THE ART OF WRITING (THROUGH READING BORGES)

Meeting with Silvia Hopenhayn

Tuesday, June 2, 2026 – 6:30 PM

Maison Rousseau et Littérature (Grand Rue 40 – Old Town)

Jorge Luis Borges reinvented fiction and discovered unknown territories. And this is not only due to the metaphysical nature of his literature, but rather to the way he conceives of the fantastic genre as something real, especially in some of his short stories.

It is worth remembering that most of them are very brief, no more than four or five pages long. Therefore, the act of reading them is itself a first creative exercise. A few pages, an entire invention.

Borges’s erudition is sometimes mistaken for a demand that the reader also be erudite. Most of the time, however, it is merely a trap or the veil of a fragile truth. Perhaps fiction in Borges is precisely that: the discovery of a key that opens the door to a unique and, at the same time, universal subjectivity. Like most celebrated literary figures, Borges created decades’ worth of characters, generally all with first and last names, parents’ names, and multiple coordinates of existence — all of which make them particularly real.
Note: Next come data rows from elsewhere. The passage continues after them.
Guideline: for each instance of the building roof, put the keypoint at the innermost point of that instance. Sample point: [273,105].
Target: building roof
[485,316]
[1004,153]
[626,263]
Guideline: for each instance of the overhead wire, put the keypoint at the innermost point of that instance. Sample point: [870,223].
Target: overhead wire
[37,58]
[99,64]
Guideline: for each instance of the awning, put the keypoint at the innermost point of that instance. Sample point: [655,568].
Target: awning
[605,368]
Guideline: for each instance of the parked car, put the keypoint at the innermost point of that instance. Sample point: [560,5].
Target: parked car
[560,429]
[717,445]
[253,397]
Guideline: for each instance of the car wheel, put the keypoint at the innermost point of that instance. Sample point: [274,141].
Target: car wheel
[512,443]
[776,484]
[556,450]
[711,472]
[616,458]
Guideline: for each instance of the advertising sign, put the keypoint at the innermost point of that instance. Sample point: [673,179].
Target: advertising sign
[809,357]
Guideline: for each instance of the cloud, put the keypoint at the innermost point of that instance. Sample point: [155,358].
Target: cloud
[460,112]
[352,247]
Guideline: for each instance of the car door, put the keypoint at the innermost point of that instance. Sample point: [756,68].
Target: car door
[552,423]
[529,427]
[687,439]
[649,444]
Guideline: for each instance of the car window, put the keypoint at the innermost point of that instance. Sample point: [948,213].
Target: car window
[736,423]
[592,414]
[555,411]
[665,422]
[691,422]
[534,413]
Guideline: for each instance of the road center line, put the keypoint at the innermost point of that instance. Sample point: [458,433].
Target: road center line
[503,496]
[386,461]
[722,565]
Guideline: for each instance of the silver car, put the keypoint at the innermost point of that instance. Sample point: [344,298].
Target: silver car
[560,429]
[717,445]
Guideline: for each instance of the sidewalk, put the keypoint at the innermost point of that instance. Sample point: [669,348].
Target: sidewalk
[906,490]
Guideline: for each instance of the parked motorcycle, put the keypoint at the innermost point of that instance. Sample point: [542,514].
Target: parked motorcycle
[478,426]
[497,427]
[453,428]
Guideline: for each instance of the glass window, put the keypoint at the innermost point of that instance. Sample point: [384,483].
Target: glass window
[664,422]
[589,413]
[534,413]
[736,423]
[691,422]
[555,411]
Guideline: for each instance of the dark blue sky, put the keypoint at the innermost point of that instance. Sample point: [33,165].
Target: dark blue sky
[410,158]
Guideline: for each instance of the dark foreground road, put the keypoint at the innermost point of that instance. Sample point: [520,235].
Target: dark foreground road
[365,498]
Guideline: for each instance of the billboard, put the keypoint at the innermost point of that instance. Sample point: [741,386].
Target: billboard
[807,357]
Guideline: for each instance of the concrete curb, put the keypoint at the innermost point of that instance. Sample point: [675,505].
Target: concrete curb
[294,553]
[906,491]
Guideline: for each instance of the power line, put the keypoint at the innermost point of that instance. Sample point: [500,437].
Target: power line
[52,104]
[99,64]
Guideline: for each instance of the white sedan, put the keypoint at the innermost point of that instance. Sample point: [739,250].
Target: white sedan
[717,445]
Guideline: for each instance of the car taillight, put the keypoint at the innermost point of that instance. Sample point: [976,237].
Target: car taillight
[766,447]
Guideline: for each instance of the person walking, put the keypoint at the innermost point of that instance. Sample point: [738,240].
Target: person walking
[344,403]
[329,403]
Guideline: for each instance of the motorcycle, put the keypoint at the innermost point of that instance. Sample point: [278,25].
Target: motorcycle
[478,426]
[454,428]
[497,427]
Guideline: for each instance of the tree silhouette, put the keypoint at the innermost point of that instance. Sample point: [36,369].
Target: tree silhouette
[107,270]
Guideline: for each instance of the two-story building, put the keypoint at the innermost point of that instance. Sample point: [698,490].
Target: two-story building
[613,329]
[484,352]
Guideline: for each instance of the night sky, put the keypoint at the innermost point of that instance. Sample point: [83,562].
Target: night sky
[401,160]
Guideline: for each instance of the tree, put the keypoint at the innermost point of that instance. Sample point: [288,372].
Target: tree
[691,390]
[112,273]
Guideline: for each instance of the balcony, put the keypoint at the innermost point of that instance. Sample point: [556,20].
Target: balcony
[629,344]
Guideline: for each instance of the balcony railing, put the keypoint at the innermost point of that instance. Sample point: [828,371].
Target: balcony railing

Writer and cultural journalist Silvia Hopenhayn will speak about some of these characters: Pierre Menard, Funes the Memorious, Juan Dahlmann, Ulrica, Borges himself (as a character in his story The Aleph), and Emma Zunz. This roundtable discussion will explore the sources of Borgesian creation: paradigmatic enumerations, portraits, genres (detective fiction, fantasy), rhetorical figures (paradoxes, analogies, oxymorons, hypallages, etc.), but above all his extraordinary capacity for imaginative, sensitive, and analytical writing.